Upload README.md with huggingface_hub

4514699 verified 1 day ago

1.71 kB

license: apache-2.0
base_model: google/siglip-base-patch16-224
tags:
  - vision
  - onnx
  - int8
  - mobile
  - flutter

WakeUp SigLIP-1 Base INT8 (ONNX)

ONNX INT8 exports of google/siglip-base-patch16-224 for use in the WakeUp Flutter alarm app's "Travel Mode" feature.

Files

File	Size	Purpose
`siglip1_image_encoder_int8.onnx`	~99 MB	Image feature extraction (per-scan)
`siglip1_text_encoder_int8.onnx`	~111 MB	Text feature extraction (Custom Text mode only)
`model_metadata.json`	—	`logit_scale`, `logit_bias`, normalization params
`tokenizer/`	—	SigLIP-1 tokenizer files

Scoring

Both encoders L2-normalize their output. SigLIP scoring is:

logits = exp(logit_scale) * cosine(image_emb, text_emb) + logit_bias
prob   = sigmoid(logits)

Constants from model_metadata.json:

logit_scale = 4.765 (so exp(scale) ≈ 117.33)
logit_bias = -12.932

Inference

import onnxruntime as ort
import numpy as np

img_sess = ort.InferenceSession("siglip1_image_encoder_int8.onnx")
txt_sess = ort.InferenceSession("siglip1_text_encoder_int8.onnx")

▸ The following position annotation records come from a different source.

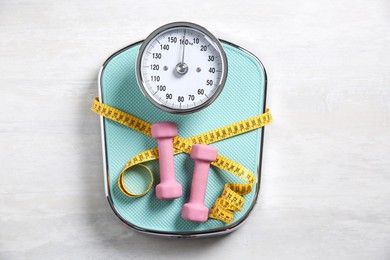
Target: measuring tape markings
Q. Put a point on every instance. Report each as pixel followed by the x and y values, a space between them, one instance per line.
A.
pixel 231 199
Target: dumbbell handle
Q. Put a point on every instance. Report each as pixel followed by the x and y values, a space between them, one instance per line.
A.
pixel 165 154
pixel 199 181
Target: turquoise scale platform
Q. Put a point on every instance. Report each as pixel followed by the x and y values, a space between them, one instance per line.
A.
pixel 242 97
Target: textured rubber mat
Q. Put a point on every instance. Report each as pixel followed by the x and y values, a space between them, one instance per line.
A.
pixel 242 97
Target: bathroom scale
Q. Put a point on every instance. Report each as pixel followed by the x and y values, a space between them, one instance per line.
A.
pixel 214 93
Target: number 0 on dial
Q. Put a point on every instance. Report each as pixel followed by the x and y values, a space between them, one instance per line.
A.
pixel 181 67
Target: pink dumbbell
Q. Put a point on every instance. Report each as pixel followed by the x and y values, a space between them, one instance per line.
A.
pixel 195 210
pixel 168 188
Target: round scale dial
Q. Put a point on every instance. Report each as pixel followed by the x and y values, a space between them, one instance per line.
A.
pixel 181 67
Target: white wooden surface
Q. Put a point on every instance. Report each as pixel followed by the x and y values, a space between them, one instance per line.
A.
pixel 326 172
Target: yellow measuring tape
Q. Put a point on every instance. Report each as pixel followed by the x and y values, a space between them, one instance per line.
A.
pixel 231 198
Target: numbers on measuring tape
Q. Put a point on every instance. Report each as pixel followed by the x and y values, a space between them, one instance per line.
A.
pixel 181 67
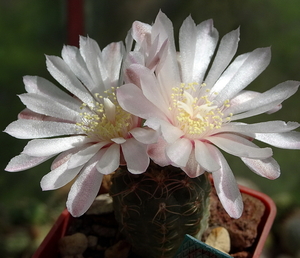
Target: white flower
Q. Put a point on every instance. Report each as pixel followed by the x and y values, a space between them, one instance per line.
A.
pixel 89 130
pixel 196 109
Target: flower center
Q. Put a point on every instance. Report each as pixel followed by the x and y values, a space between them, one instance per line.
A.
pixel 105 119
pixel 196 116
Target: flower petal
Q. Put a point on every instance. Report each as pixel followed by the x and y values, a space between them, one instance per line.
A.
pixel 204 157
pixel 169 132
pixel 225 53
pixel 270 98
pixel 110 160
pixel 59 177
pixel 48 147
pixel 41 86
pixel 179 151
pixel 131 99
pixel 268 168
pixel 85 189
pixel 239 146
pixel 23 162
pixel 255 63
pixel 144 135
pixel 135 155
pixel 197 45
pixel 288 140
pixel 45 105
pixel 157 152
pixel 226 187
pixel 29 129
pixel 62 73
pixel 84 155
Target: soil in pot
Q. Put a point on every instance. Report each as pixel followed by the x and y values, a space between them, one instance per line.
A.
pixel 100 236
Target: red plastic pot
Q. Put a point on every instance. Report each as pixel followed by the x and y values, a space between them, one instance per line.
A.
pixel 49 247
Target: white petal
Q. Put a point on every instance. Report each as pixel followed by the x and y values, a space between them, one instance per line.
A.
pixel 288 140
pixel 256 62
pixel 84 155
pixel 270 98
pixel 59 177
pixel 62 73
pixel 204 157
pixel 47 106
pixel 131 99
pixel 157 152
pixel 47 147
pixel 268 168
pixel 144 135
pixel 135 155
pixel 112 55
pixel 225 53
pixel 239 146
pixel 91 54
pixel 226 187
pixel 41 86
pixel 85 189
pixel 228 74
pixel 263 127
pixel 75 61
pixel 192 168
pixel 23 162
pixel 179 151
pixel 29 129
pixel 110 160
pixel 169 132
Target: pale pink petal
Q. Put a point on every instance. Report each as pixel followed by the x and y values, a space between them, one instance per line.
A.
pixel 288 140
pixel 59 177
pixel 75 61
pixel 268 168
pixel 179 151
pixel 272 97
pixel 110 160
pixel 204 157
pixel 169 132
pixel 144 135
pixel 157 152
pixel 254 65
pixel 197 45
pixel 140 32
pixel 29 129
pixel 48 147
pixel 226 51
pixel 112 55
pixel 226 187
pixel 135 155
pixel 84 155
pixel 131 99
pixel 62 73
pixel 23 162
pixel 47 106
pixel 192 168
pixel 239 146
pixel 263 127
pixel 85 189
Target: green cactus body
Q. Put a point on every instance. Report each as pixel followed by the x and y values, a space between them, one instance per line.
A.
pixel 157 208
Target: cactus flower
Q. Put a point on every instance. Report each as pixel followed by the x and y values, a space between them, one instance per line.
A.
pixel 86 127
pixel 196 97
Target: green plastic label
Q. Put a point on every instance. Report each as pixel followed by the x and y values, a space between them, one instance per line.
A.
pixel 193 248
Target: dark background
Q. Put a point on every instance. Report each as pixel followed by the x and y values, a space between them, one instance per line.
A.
pixel 32 28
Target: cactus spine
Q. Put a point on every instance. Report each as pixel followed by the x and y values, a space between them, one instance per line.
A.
pixel 157 208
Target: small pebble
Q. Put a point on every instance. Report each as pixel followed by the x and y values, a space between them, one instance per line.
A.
pixel 219 238
pixel 73 245
pixel 119 250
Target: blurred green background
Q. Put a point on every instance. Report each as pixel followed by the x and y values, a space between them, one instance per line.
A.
pixel 31 28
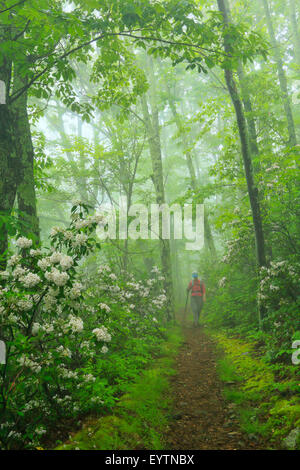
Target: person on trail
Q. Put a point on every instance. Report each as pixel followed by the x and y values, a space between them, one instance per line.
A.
pixel 198 296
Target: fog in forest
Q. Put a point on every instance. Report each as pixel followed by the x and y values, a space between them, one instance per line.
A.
pixel 149 200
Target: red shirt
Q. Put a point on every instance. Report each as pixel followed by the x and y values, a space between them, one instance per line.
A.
pixel 198 288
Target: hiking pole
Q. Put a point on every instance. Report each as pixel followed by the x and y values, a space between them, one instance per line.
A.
pixel 187 297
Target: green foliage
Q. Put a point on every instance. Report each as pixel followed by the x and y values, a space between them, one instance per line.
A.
pixel 257 388
pixel 141 414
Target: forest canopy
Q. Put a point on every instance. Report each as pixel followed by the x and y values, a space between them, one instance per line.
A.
pixel 165 103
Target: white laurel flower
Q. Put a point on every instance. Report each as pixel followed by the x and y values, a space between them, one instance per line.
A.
pixel 24 242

# image: 1x3x224x224 normalized with mean/std [0.5, 0.5, 0.5]
image_emb = img_sess.run(None, {"pixel_values": pixel_values})[0]
# text: input_ids + attention_mask (use all-ones mask for canonical inference)
text_emb = txt_sess.run(None, {"input_ids": ids, "attention_mask": np.ones_like(ids)})[0]

cos = text_emb @ image_emb.T
prob = 1 / (1 + np.exp(-(np.exp(4.765) * cos + -12.932)))

License

Apache 2.0 (inherits from base model).